By J. Jordan Scott
It is increasingly common for employers to use “independent contractors” in addition to, and sometimes instead of, employees. Independent contractors tend to cost less for the employer, as the employer is not required to cover payroll taxes, unemployment insurance, benefits (including health insurance, a benefit that many employers are now required to provide), and other expenditures required for employees. Misclassifying workers, however, can lead to significant civil and criminal penalties under Massachusetts law, including monetary fines and imprisonment. Both business entities and management may be targeted, and violators may be barred from obtaining public works contracts.
Massachusetts state law (M.G.L. c. 149, s. 148B) governs the distinction between an “independent contractor” and an “employee.” Massachusetts uses a three-part test for determining independent contractor status, and begins with the presumption that an individual is an employee, not an independent contractor. The employer bears the burden of proof that the individual was properly classified. To be properly classified as an independent contractor, each of the following prongs must be met:
A. The first prong is freedom from control. Under this prong, the individual must be free from control and direction in connection with the performance of their services, both under a contract for the performance of that service and in fact. The burden is on the employer to demonstrate that the individual’s services are performed with minimal direction or control. Best practices here for employers include avoiding micromanaging employees and ensuring that an independent contractor agreement is in place.

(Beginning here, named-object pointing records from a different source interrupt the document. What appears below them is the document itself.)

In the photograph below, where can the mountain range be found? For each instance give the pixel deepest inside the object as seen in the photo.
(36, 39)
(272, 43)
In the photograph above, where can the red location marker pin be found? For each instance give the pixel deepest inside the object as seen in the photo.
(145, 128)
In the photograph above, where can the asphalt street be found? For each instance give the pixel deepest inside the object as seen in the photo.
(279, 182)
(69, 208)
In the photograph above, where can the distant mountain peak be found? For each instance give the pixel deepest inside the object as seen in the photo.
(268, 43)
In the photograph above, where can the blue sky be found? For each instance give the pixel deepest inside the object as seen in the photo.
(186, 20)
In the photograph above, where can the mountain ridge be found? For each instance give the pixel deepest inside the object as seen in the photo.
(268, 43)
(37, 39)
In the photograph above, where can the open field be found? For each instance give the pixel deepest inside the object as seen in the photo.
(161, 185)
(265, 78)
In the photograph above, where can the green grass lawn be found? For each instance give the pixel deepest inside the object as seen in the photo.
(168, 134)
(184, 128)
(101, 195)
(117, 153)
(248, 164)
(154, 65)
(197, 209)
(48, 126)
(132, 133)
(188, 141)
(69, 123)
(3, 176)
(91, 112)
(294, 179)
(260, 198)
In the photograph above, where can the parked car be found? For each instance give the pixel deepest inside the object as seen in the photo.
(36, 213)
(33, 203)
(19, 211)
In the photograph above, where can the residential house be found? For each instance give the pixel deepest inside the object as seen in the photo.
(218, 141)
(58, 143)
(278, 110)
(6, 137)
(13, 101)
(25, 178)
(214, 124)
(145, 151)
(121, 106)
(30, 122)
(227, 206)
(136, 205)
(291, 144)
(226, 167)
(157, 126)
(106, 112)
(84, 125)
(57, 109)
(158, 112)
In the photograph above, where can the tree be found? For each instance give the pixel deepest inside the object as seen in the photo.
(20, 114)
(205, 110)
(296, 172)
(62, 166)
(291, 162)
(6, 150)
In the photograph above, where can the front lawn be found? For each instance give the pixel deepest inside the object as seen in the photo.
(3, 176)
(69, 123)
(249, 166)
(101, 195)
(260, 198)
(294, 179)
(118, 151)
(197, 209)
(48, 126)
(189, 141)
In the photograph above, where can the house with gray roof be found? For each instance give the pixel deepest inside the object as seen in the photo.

B. The second prong is that the individual’s service is performed outside the employer’s usual course of the business. The statute does not define “usual course of business,” and there is not a lot of case-law on the topic. At a basic level, the employer must not be in the same business as the independent contractor.
C. The final prong is that the individual is customarily engaged in an independently established trade, occupation, profession or business of the same nature as that involved in the service performed. Employers should ask themselves if the individual in question is willing and able to provide their services to other employers.
A good example of a true independent contractor is an accountant that services a construction company. The construction company is in the business of construction, and employs a variety of tradesmen and project managers to accomplish its core business objectives. The company would hire an accountant to handle tax filings and provide general tax advice. Here, all three prongs are met: presumably, the construction company would not provide any control over the accountant’s duties, and instead just set a goal, such as “complete and file the company’s taxes.” The accountant is outside of the company’s usual course of business, as the company handles construction, not accounting. Finally, the accountant is in an independent occupation and business. The accountant likely works for a separate accounting business, formed for the purpose of providing accounting services to the general public.
Massachusetts has very strict standards for independent contractor classification and employers should be careful to evaluate those standards when classifying their own employees. Some employers balk at the added costs of employees and seek alternative solutions. Unfortunately, there is no exception for short term workers or anything of that nature, but employers may be able to use a temp agency, where the individual in question is an employee of that agency. Another potential option is to have the individual in question incorporate their business, and then contract with that business (with the individual being an employee of their own company). Although there is merit to that approach, there are a number of associated pitfalls and employers should tread lightly.
Misclassifying an employee as an independent contractor can lead to significant civil and criminal penalties, and the Attorney General is not shy about prosecuting such violations. The Attorney General’s office is empowered to investigate possible independent contractor misclassifications, and individuals who believe they have been misclassified are able to file complaints with the Attorney General’s office as well as file their own private lawsuits against their employers. Further, misclassifying an employee often coincides with the violation of other state laws, such as the Wage Act overtime laws and minimum wage laws, making a misclassification a potentially very expensive mistake. The information provided here is just a summary. Employment laws, and their interpretation by courts and government agencies, are constantly in flux. Before making any important employment decisions, it is best to consult with an employment lawyer to minimize the chance of unpleasant legal actions or regulatory scrutiny.